Prognostic analysis of differentially expressed genes in epithelial cells. (A) Forest plot displaying prognostically significant genes identified from the training cohorts. (B) The differential survival rates between high-risk and low-risk groups across the validation and training cohorts. (C) Computes the area under the ROC curve for the survival model in both the validation and training sets, assessing predictive performance. (D) Forest plots for univariate and multivariate prognostic analyses, respectively, highlighting the influence of various factors on outcomes. (E) Nomogram to estimate the 1-year, 3-year, and 5-year survival probabilities based on identified risk factors. (F) Calibration curve evaluating the predictive accuracy of the survival analysis model.

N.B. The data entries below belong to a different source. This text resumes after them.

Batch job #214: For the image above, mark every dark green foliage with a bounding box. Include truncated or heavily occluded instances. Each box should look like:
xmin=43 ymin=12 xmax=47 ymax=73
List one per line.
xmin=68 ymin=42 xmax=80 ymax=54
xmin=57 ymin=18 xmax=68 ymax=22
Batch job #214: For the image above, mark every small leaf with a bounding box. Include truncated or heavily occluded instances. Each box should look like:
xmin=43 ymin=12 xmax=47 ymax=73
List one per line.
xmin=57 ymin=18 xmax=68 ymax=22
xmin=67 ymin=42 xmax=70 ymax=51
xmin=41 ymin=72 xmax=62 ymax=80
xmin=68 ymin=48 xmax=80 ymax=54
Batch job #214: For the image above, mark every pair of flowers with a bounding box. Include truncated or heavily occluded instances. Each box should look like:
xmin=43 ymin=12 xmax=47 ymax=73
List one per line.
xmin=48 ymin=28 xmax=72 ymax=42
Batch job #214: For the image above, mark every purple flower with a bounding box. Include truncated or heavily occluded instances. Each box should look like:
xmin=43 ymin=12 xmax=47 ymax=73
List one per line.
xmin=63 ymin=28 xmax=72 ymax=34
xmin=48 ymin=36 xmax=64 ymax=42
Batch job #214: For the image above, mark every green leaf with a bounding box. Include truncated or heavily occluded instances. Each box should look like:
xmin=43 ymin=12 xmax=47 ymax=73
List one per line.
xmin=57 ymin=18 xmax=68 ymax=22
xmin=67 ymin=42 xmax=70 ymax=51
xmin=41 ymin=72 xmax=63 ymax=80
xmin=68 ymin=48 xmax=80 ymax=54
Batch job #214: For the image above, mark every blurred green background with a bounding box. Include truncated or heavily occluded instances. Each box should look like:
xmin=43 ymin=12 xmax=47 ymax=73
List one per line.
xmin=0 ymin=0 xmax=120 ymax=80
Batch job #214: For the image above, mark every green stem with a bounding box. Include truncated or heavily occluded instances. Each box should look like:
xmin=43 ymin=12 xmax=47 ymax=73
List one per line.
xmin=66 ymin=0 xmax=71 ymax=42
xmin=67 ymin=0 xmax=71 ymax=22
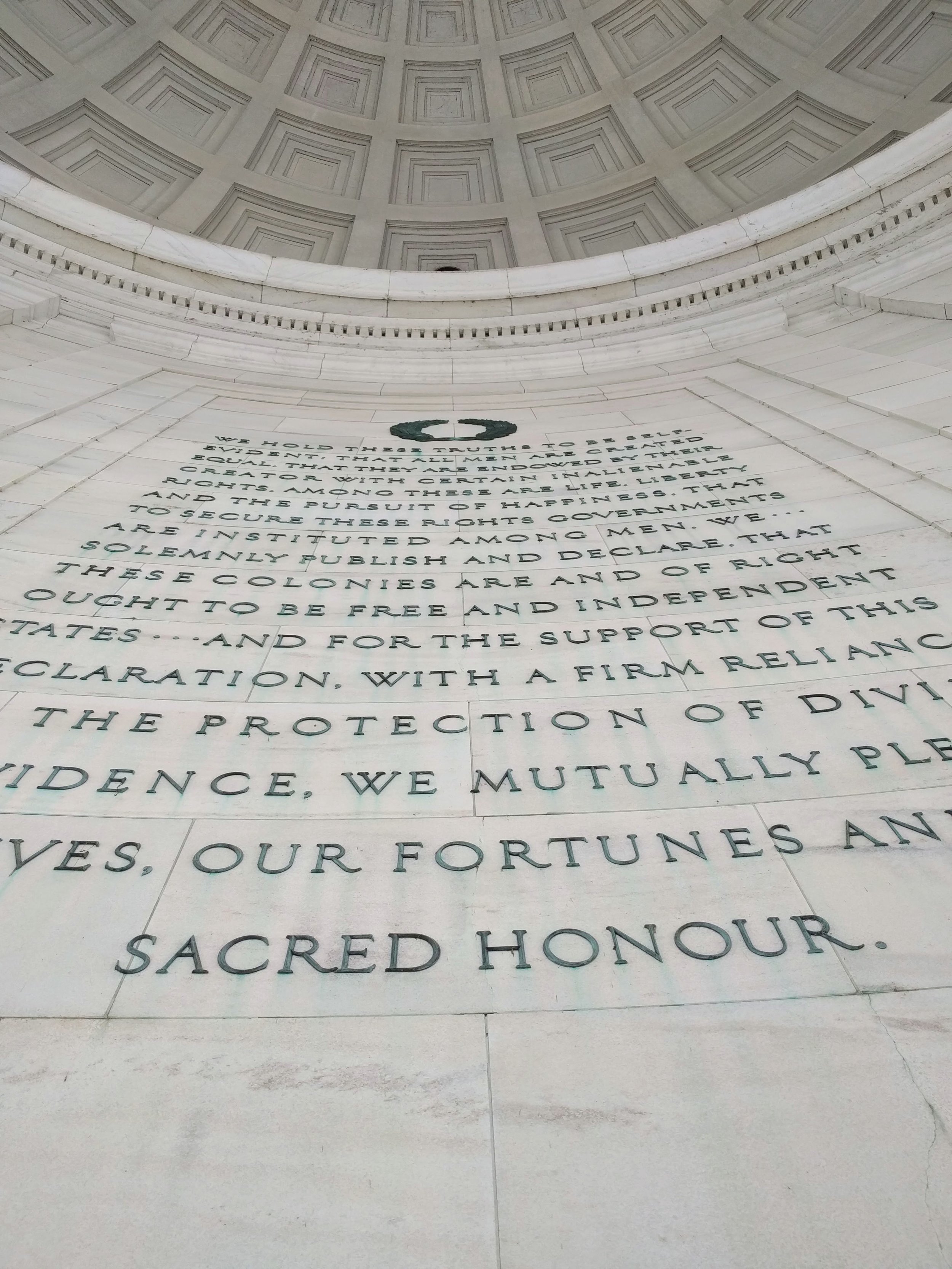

Univariate and multivariate prognostic analyses using clinical data and risk scores from the TCGA database were conducted to identify risk factors impacting patient survival. These analyses revealed significant associations between age, cancer staging, and risk scores with survival rates (p < 0.001), underscoring the statistical significance and independent prognostic value of the risk score (Figure 3D). The cohort consisted of 84 patients with stage I disease, 190 patients with stage II disease, and 123 patients with stage III disease. A predictive nomogram was developed based on the identified prognostic factors to estimate survival probabilities for patients with metastatic colorectal cancer (Figure 3E). The nomogram consists of eight axes; the first four represent the variables of the predictive model. A vertical line drawn across these axes allows for calculating the risk score for each factor by summing the individual scores. The last three axes indicate one-year, three-year, and five-year survival probabilities. Calibration curves showed a strong correlation between the predicted and observed survival rates, validating the nomogram’s accuracy in predicting patient outcomes (Figure 3F).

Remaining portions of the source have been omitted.